2. Understand the culture of the organization. Is the company culture is innovative, fast followers, conservative, aggressive risk takers, collaborative, bureaucratic, autocratic, open, hierarchical (control) and etc.
3. Do due-diligence, investigate, communicate, communicate and communicate with all the key stakeholders in the organization to accomplish 1 and 2.
After the short 30 minutes meeting, while driving to work and rushing to take my 8.30 am call in my car, I was thinking the following.
There are terminologies like canonical data model, Meta model, master data management, enterprise data flow, enterprise data bus, enterprise service bus, big data and etc in the realm of data architecture. Quite often, I hear from a passionate data architect about these terminologies in a way, I struggle to understand the tangible benefit. For instance, I hear the definition for enterprise data flow as, enterprise data flow is a structured method that record analyze summarize organize explain the key information which are illustrative to bottom line core business process with inbound outbound flow that indented for the understanding enrichment enhancement and education of key decision maker to make right business decision at the right time to improve overall objective of the business. I didn’t hear the above exact definition but I exaggerated a bit to make my point using Raju Hirani’s idea. Main goal of enterprise data flow is to show critical information to improve ultimate business purpose (like profit). I see architects engage in a prolonged discussion to define taxonomy, framework, methodology, process, tools, governance, stewardship, data quality, reference model and etc. All are great topics and leads into an intellectual discussion, but, sometimes, I noticed the discussion missed to address the ultimate purpose.
It is easy to complicate a thing but it is damn hard to simplify it. My expectation from an architect, including data architect, is to work really hard to simplify the architectural work.
I visualize a data architect as a money-ball architect. For those who have not seen the movie money-ball, the movie is about real life experience in a base-ball team Oakland Athletics where the coach hired Yale graduated economics student who was so passionate about the game and league. He studies the league rules, player profile and creates near optimal data model and analytics to run a successful professional baseball team in the league with lowest investment.
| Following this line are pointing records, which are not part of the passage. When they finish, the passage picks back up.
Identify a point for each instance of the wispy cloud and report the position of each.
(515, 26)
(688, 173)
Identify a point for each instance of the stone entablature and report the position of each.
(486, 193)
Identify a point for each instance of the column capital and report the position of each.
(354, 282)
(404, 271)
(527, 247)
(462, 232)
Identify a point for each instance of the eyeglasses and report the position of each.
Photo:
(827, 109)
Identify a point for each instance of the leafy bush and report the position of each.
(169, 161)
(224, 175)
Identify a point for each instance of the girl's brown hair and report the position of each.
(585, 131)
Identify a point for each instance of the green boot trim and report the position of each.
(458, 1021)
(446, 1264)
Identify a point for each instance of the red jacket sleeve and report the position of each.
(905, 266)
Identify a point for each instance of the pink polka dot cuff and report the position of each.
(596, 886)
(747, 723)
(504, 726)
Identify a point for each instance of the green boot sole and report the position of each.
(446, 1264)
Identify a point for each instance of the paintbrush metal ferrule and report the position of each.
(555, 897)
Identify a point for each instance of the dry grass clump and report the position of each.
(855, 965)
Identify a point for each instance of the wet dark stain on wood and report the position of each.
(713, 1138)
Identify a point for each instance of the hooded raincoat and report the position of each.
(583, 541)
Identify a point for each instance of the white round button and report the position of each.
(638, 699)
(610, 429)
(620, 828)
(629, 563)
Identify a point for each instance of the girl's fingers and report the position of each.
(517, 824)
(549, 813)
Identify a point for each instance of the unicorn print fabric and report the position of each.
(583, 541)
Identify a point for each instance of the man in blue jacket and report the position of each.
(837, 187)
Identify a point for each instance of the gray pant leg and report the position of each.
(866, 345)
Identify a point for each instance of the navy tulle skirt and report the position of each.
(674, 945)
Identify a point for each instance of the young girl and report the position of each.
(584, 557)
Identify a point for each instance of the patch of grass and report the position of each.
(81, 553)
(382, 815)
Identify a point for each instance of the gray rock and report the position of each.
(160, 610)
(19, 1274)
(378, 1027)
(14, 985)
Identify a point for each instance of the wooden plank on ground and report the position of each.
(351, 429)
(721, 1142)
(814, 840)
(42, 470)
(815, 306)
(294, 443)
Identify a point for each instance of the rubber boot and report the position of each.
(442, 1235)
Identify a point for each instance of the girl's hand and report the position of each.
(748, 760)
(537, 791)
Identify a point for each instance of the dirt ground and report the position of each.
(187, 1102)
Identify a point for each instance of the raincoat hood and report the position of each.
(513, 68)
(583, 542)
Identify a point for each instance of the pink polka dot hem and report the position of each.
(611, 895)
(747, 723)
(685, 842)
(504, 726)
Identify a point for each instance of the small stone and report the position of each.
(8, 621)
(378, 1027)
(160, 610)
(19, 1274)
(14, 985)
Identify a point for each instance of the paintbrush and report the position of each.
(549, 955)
Any successful data architects are money-ball architects. Money-ball architect follows the rule, break the rule, create a new rule and break it until money-ball is identified in the massive multi-dimensional data domain, model the money-ball sub-domain data, identify the key business differentiator from the sub-domain and use it to improve ultimate business purpose.
Money-ball architect will start using canonical data model, Meta model, master data management, enterprise data flow, enterprise data bus, enterprise service bus, big data, taxonomy, framework, methodology, process, tools, governance, reference model (follow the rule). Identify the areas which are not directly contributing to identify the money-ball (break the rule) and drop those areas. Introduce a new concept which directly contributes more to identify the money ball (create new rules) and repeat it until the money ball is identified, modeled and used to improve ultimate business purpose.
To become a successful data architect, create a path for yourself to become a money-ball architect for your organization.